Gözlerimi açtığımda hiç beklemediğim bir görünüm gördüm. Şehrin gürültüsünden, insanların yargılayan bakışlarından uzak, tabiatyla iç içe, yemyeşil bir alandaydık. Kuş sesleri vardı, hafif bir yel esiyordu, ve güneş ışığı yaprakların arasından süzülüyordu. “Burası benim kaçış yerim,” dedi o şahıs, “yalnızca soluk alabilmek amacıyla gelirim buraya… şimdi senin de bu tür bir yere ihtiyacın var.” O an ilk defa içimde biraz olsun bir rahatlama hissettim. Sanki içimde bir düğüm çözülüyordu. Sessizce oturduk birlikte. Konuşmadık bile. Ama o sessizlik, bana duyulmadığım bunca sürenin acısını yavaş yavaş hafifletmeye başladı. Bana dönüp, “Seninle bahsetmek istiyorum, ama evvelce yalnızca burada biraz kalalım, olur mu?” dedi. O an fark ettim; birinin beni anlamaya çalışması, yargılamadan yalnızca yanımda olması bile ne kadar değerliymiş.

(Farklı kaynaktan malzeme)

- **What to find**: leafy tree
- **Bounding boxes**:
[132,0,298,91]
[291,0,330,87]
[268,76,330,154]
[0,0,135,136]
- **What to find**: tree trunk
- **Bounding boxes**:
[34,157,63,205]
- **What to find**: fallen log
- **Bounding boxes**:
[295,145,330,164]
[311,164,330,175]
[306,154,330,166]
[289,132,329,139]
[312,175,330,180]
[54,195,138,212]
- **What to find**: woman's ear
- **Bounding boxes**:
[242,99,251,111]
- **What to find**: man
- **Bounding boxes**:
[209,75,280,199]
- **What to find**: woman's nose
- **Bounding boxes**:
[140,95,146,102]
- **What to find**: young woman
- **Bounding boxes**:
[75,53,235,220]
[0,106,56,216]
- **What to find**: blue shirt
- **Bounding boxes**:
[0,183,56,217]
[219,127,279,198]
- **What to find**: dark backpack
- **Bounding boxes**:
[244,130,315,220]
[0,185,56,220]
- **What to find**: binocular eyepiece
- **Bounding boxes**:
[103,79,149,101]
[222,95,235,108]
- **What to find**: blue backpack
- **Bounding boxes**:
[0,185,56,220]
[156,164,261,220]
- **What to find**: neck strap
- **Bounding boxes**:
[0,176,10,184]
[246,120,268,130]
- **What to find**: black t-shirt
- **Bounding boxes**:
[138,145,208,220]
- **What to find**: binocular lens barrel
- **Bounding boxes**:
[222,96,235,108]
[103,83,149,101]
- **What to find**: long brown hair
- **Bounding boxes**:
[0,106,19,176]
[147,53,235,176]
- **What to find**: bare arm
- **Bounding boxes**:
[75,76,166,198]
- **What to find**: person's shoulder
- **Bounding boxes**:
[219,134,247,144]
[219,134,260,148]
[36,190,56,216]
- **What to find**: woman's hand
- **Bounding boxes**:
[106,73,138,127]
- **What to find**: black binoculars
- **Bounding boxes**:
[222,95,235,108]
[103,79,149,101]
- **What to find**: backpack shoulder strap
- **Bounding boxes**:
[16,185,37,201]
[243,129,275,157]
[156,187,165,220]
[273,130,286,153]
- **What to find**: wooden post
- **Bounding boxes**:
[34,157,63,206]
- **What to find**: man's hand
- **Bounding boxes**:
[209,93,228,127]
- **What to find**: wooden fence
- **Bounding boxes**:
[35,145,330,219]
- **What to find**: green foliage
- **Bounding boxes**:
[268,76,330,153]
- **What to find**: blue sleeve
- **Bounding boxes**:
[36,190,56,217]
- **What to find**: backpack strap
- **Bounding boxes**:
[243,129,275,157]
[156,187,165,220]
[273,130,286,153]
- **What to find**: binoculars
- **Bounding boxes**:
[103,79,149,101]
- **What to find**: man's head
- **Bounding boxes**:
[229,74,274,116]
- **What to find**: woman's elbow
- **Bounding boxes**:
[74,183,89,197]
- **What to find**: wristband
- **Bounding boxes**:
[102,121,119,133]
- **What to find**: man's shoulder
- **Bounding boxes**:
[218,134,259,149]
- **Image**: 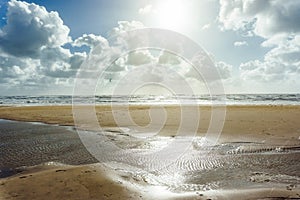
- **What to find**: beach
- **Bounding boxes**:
[0,105,300,199]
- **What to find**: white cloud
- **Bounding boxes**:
[202,24,211,30]
[0,0,86,91]
[240,38,300,81]
[219,0,300,39]
[139,4,153,15]
[126,51,153,66]
[0,0,70,57]
[233,41,248,47]
[72,34,109,51]
[219,0,300,85]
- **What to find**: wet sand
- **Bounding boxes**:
[0,106,300,199]
[0,105,300,145]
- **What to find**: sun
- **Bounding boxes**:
[155,0,188,31]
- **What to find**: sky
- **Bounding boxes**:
[0,0,300,95]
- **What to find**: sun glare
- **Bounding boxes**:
[156,0,188,31]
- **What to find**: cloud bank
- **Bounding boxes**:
[219,0,300,83]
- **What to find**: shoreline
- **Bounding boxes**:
[0,105,300,145]
[0,105,300,200]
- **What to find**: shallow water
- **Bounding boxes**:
[0,120,97,178]
[0,121,300,192]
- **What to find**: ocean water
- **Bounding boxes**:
[0,94,300,106]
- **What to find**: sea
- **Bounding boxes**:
[0,94,300,194]
[0,94,300,106]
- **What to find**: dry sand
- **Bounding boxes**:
[0,106,300,200]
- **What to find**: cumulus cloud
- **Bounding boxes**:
[72,34,109,48]
[0,0,86,91]
[139,4,153,15]
[219,0,300,38]
[233,41,248,47]
[0,0,70,57]
[202,24,211,30]
[240,36,300,81]
[126,51,153,66]
[219,0,300,81]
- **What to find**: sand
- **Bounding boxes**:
[0,106,300,200]
[0,105,300,145]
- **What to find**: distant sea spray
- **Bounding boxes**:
[0,94,300,106]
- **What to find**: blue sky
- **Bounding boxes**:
[0,0,300,95]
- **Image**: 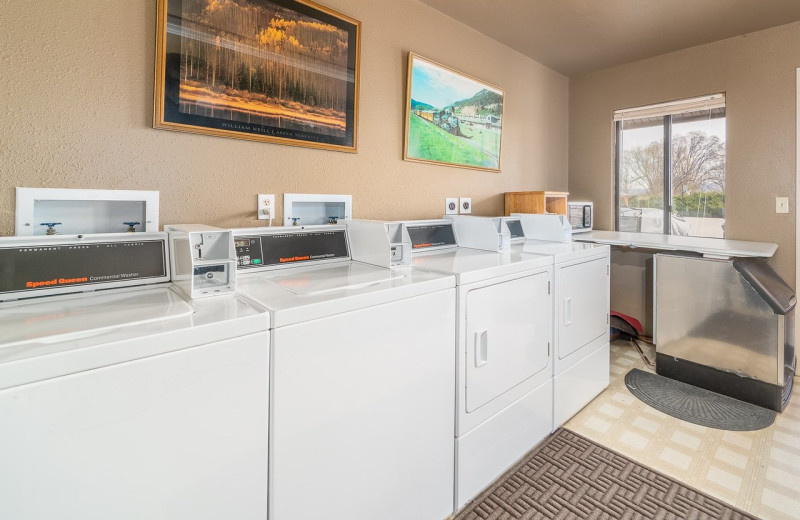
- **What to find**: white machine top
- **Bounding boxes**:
[238,262,455,328]
[511,240,609,263]
[414,247,553,285]
[0,283,269,389]
[575,231,778,258]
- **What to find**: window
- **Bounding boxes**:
[614,94,725,238]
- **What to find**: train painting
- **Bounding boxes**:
[404,53,504,171]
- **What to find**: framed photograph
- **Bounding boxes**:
[404,53,505,171]
[153,0,361,152]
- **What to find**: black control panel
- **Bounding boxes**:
[506,220,525,238]
[407,224,456,249]
[234,230,350,269]
[0,240,167,293]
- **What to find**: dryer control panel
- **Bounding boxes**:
[406,222,457,251]
[233,226,350,271]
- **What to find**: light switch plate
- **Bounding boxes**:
[256,193,275,220]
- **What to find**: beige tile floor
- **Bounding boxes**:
[565,341,800,520]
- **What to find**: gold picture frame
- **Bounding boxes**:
[403,52,505,172]
[153,0,361,153]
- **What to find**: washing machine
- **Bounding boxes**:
[233,225,455,520]
[510,215,610,429]
[0,233,269,520]
[404,217,553,510]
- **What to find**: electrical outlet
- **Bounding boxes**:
[256,193,275,220]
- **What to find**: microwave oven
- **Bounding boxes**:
[567,202,594,233]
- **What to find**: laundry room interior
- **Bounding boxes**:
[0,0,800,520]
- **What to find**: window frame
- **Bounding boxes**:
[614,100,728,235]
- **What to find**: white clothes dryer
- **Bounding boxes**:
[504,215,610,429]
[233,225,455,520]
[0,233,269,520]
[405,217,553,510]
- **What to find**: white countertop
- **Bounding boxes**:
[573,231,778,258]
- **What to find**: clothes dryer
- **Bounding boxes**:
[0,233,269,520]
[233,225,455,520]
[503,215,610,429]
[405,217,553,510]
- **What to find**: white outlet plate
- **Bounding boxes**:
[256,193,275,220]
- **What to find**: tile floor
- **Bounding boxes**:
[565,341,800,520]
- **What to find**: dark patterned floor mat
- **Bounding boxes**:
[625,368,776,431]
[455,428,757,520]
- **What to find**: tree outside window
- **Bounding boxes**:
[615,98,725,238]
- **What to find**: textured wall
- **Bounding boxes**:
[569,22,800,284]
[0,0,568,234]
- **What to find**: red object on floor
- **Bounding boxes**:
[610,311,644,336]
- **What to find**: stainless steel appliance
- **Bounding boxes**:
[654,253,797,411]
[567,202,594,233]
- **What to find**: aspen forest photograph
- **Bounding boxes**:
[156,0,360,151]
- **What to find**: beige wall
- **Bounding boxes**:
[0,0,568,235]
[569,23,800,284]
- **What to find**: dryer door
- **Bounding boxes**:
[462,272,550,413]
[555,257,609,359]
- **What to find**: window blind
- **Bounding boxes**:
[614,93,725,121]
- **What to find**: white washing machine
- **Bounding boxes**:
[405,217,553,510]
[504,215,610,429]
[0,233,269,520]
[233,225,455,520]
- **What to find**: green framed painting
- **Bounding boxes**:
[403,53,505,171]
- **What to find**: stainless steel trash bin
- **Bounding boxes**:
[654,253,796,411]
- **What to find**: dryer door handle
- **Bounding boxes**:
[475,329,489,367]
[564,296,572,325]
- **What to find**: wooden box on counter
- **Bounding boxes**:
[506,191,569,216]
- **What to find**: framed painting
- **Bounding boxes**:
[404,53,505,171]
[153,0,361,152]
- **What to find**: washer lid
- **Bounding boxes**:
[0,287,193,348]
[237,262,455,328]
[270,263,407,295]
[0,284,269,390]
[511,240,609,262]
[414,247,553,285]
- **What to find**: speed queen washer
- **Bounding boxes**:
[405,217,553,510]
[0,233,269,520]
[233,225,455,520]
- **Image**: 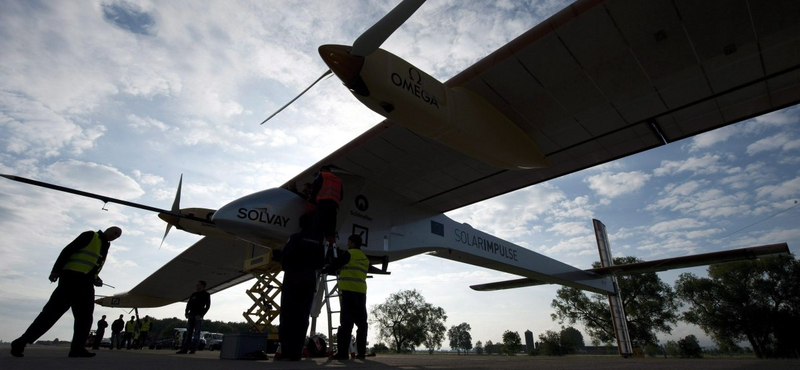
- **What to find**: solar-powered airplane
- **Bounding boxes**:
[4,0,800,352]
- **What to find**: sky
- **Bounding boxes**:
[0,0,800,347]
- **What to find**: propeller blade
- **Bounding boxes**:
[158,174,183,249]
[261,69,333,125]
[171,174,183,212]
[350,0,425,57]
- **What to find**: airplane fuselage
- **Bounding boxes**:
[319,45,550,170]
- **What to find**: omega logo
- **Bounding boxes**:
[356,194,369,212]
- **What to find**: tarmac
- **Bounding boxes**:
[0,343,800,370]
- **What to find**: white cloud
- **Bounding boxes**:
[756,176,800,199]
[584,171,650,198]
[653,154,725,176]
[747,134,797,155]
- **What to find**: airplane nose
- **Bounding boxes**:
[319,45,364,88]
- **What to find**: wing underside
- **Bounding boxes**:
[290,0,800,212]
[470,243,789,291]
[97,236,266,308]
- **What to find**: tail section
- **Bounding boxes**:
[592,219,633,357]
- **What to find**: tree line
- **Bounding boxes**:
[370,255,800,358]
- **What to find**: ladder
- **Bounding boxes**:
[242,249,283,339]
[311,242,342,353]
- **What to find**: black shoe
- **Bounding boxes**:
[69,350,96,357]
[11,339,25,357]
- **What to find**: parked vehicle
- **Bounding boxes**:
[203,333,223,351]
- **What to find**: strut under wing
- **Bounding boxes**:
[470,243,789,291]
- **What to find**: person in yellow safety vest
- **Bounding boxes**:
[324,235,369,360]
[122,316,136,349]
[308,166,344,242]
[11,226,122,357]
[136,316,153,348]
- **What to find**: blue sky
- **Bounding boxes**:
[0,0,800,345]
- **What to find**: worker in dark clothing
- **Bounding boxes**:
[175,280,211,354]
[111,315,125,349]
[122,316,138,349]
[276,215,325,361]
[323,235,369,360]
[134,315,153,349]
[308,166,344,243]
[11,226,122,357]
[92,315,108,349]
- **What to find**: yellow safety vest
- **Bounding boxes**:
[339,249,369,294]
[64,232,103,274]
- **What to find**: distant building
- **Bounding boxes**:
[525,330,536,353]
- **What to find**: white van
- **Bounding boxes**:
[203,333,223,351]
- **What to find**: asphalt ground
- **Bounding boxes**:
[0,343,800,370]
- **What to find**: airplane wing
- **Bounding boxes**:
[470,243,789,291]
[96,236,266,308]
[287,0,800,213]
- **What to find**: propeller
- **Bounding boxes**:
[261,0,425,125]
[350,0,425,57]
[158,174,183,249]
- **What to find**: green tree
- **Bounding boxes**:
[503,330,522,356]
[483,340,498,355]
[675,256,800,358]
[560,326,586,349]
[447,322,472,354]
[475,341,483,355]
[678,334,703,358]
[539,328,583,356]
[551,257,679,347]
[424,316,447,354]
[664,340,681,357]
[372,343,389,353]
[371,290,447,353]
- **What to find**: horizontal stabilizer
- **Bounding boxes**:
[586,243,789,276]
[469,278,552,292]
[470,243,789,292]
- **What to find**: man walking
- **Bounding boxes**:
[122,316,137,349]
[276,215,325,361]
[111,314,125,349]
[325,235,369,360]
[92,315,108,349]
[175,280,211,354]
[11,226,122,357]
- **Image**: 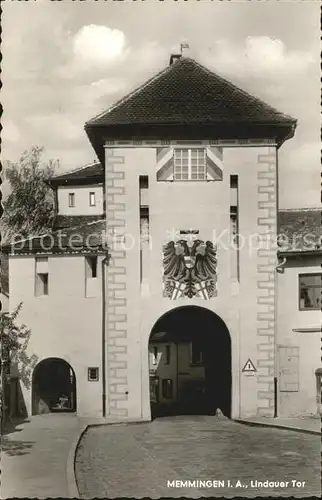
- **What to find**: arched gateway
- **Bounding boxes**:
[32,358,76,415]
[149,306,231,417]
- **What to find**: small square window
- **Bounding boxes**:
[299,273,322,311]
[36,273,48,297]
[88,367,98,382]
[152,347,158,365]
[162,378,173,399]
[190,340,204,366]
[164,345,171,365]
[68,193,75,207]
[85,255,97,278]
[89,192,96,207]
[174,148,206,181]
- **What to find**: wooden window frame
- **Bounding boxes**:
[89,191,96,207]
[87,366,99,382]
[298,273,322,311]
[68,193,75,208]
[173,148,207,182]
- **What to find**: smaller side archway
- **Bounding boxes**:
[32,358,76,415]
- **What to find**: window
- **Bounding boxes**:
[36,273,48,296]
[86,255,97,278]
[152,347,158,365]
[190,341,204,365]
[174,149,206,181]
[35,257,48,297]
[164,345,171,365]
[299,273,322,311]
[89,192,96,207]
[162,378,173,399]
[68,193,75,207]
[87,367,98,382]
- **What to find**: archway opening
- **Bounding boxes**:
[149,306,231,418]
[32,358,76,415]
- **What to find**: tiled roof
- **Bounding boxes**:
[50,162,104,185]
[278,209,322,253]
[85,57,296,159]
[87,57,294,125]
[0,253,9,295]
[53,214,104,231]
[3,220,108,255]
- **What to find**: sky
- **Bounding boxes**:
[1,0,320,208]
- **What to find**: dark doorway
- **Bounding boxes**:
[149,306,231,417]
[32,358,76,415]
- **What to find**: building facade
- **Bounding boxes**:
[3,57,321,420]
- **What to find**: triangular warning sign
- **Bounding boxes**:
[242,358,256,372]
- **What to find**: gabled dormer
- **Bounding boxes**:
[50,162,105,229]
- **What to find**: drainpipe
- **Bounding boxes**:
[274,257,287,418]
[101,254,110,417]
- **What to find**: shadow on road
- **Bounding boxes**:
[1,436,34,456]
[1,418,34,456]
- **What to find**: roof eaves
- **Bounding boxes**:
[191,58,297,123]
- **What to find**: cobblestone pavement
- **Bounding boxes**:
[75,416,321,498]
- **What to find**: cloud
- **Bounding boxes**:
[1,118,21,143]
[203,36,316,79]
[73,24,126,66]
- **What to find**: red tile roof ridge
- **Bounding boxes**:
[52,160,101,179]
[85,56,297,128]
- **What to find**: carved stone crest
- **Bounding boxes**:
[163,239,217,300]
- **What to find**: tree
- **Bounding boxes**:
[2,146,58,239]
[0,302,35,428]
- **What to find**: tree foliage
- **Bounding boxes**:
[0,302,31,363]
[2,146,58,238]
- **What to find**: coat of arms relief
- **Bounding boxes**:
[163,239,217,300]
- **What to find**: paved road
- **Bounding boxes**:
[76,416,321,498]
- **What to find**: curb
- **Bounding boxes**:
[66,424,89,498]
[234,419,321,436]
[66,419,151,498]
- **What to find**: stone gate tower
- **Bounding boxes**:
[85,57,296,420]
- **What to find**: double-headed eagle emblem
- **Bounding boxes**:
[163,239,217,299]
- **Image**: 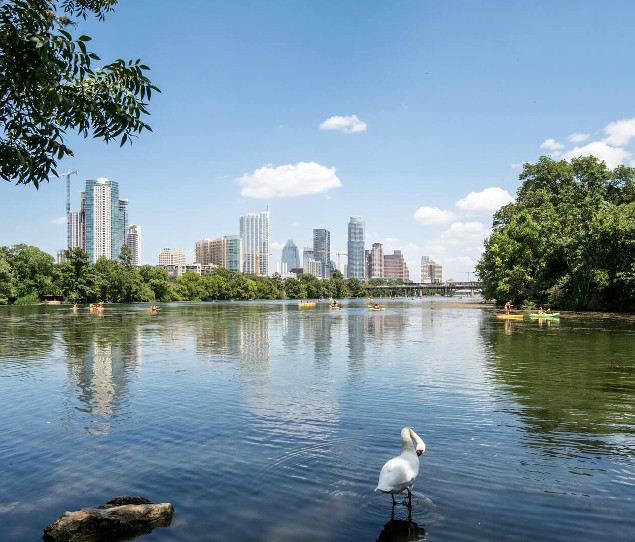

O gün orada, tabiatnın ortasında, hiçbir şey söylemeden yalnızca oturduk. İçimdeki fırtınalar dinmese de, en azından ilk kez biri “beraberindeyım” demişti. Uzun vakittir kimse gerçekten yanımda olmamıştı. Ne eşim, ne ailem, ne dostlarım… Sanki herkes benden bir şey bekliyor ama kimse ne hissettiğimi, neye gereksinim duyduğumu sormuyordu. O şahıs – ismini bile hatırlamakta zorlanıyordum zira seneler olmuştu – gözlerimin amacıylae baktı ve şu şekilde dedi: “Bazen insanın hayatında, hiç beklemediği bir anda, hiç beklemediği biri gelir ve yalnızca elini tutar. Bu kimseye zarar vermek amacıyla değildir. Bu, senin gene kendini hatırlaman amacıyladir.” O sözler beni o kadar derinden sarstı ki, aniden gözlerim doldu. Uzun vakittir ağlayamamıştım bile. İçimde biriken bütün hisler orada, o anda döküldü. Saatlerce konuşmadan yalnızca ağladım. O ise hiç konuşmadan yanımda kaldı. Ne sorguladı, ne yargıladı.